Le dépôt de garantie, lui, demeure plafonné à deux mois de loyer dans le cas d’un meublé, contre un mois pour une location vide. Cette différence s’explique par la valeur du mobilier fourni.

Vers un régime fiscal plus ou moins avantageux

Louer meublé, c’est aussi espérer une rentabilité supérieure : en moyenne, le loyer d’un meublé dépasse de 15 à 20 % celui d’un logement vide. La gestion locative confiée à une agence peut cependant rogner cette marge, avec des frais allant jusqu’à 18 % du loyer si la prestation inclut l’intégralité de la gestion.

Côté fiscalité, la location meublée continue d’offrir un terrain favorable. Avec le statut de loueur en meublé non professionnel (LMNP), le propriétaire bénéficie d’un traitement fiscal privilégié : possibilité de déduire non seulement les charges, mais aussi une partie du prix du bien grâce à l’amortissement.

Dans une location vide, seules les charges sont déductibles des revenus fonciers. Le régime LMNP va plus loin, allégeant d’autant la facture fiscale.

Pourtant, ces évolutions ne rassurent pas tout le monde.

Des voix du secteur immobilier s’élèvent pour dénoncer la complexité accrue pour les investisseurs. Jean-François Buet, président de la Fédération nationale de l’immobilier (Fnaim), affirme sans détour :

« La loi ALUR contient tout ce qu’il faut pour faire caler le moteur de l’investissement locatif ».

Pour Eric Allouche, directeur exécutif du réseau ERA :

« Cette loi va compliquer les rapports locatifs, car l’équilibre entre les deux parties n’est pas respecté ».

Les obligations en matière de contrat de location meublée

Le législateur a modifié le contenu du contrat de location meublée. Certains éléments doivent dorénavant y figurer de façon systématique : la surface habitable du bien, le montant du loyer et les modalités de paiement, les conditions de révision, mais aussi le montant du dépôt de garantie, qui ne peut excéder deux mois de loyer.

Une interdiction claire s’applique : exiger une caution supplémentaire lors d’une colocation n’est plus possible. L’objectif est de protéger les locataires contre les pratiques abusives.

La durée minimale d’un bail meublé est fixée à un an, avec reconduction automatique. Pour les étudiants ou les locations saisonnières, des exceptions existent.

Si le locataire souhaite partir avant la fin du bail initial, il doit respecter un préavis d’au moins un mois. Une indemnité équivalente à un mois de loyer hors charges peut être demandée, sauf cas particuliers.

Ces ajustements visent à clarifier la donne pour les investisseurs et à rappeler aux professionnels les obligations qui accompagnent le statut LMNP.

Avec l’encadrement plus précis des honoraires, des droits et devoirs des locataires, la loi Alur entend protéger ces derniers des excès éventuels des propriétaires. Ce nouveau cadre fiscal et réglementaire pousse le secteur vers plus de transparence et d’équité, alors qu’il était longtemps resté peu balisé.

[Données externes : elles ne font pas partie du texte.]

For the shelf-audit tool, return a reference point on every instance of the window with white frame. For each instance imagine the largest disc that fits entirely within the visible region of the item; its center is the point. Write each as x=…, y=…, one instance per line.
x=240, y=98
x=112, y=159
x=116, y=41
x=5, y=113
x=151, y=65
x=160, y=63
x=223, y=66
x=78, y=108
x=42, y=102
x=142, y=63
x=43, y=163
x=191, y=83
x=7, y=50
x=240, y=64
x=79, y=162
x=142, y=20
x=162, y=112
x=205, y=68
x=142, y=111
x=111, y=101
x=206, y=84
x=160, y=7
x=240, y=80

Les sanctions en cas de non-respect de la loi sur la location meublée

Se soustraire aux obligations de la location meublée peut coûter cher. L’absence de contrat écrit ou l’omission de mentions obligatoires expose le propriétaire à une amende allant jusqu’à 6 500 euros.

Un dépôt de garantie non restitué dans le délai d’un mois, ou fixé à un montant supérieur à la limite légale, peut entraîner une sanction financière pouvant atteindre le double du dépôt initial.

En cas de non-respect grave des règles encadrant les contrats, la justice peut même annuler le bail, avec restitution des sommes versées sur la période concernée.

Le cadre réglementaire s’impose donc à tous, professionnels comme particuliers, qu’il s’agisse de location meublée saisonnière ou à l’année. La vigilance s’impose à chaque étape pour éviter de mauvaises surprises : la moindre faille peut coûter cher.

Face à la complexité croissante des règles et à l’évolution rapide des normes fiscales et juridiques, chaque acteur doit rester attentif pour préserver la rentabilité de son activité.

Au bout du compte, ce durcissement vise à mieux protéger le locataire et à tirer le marché vers le haut. Les investisseurs et les professionnels qui relèvent le défi y trouveront une occasion de se démarquer, en proposant des logements qui cochent toutes les cases du nouveau standard. La location meublée change de visage : à ceux qui savent s’adapter d’en redéfinir les contours.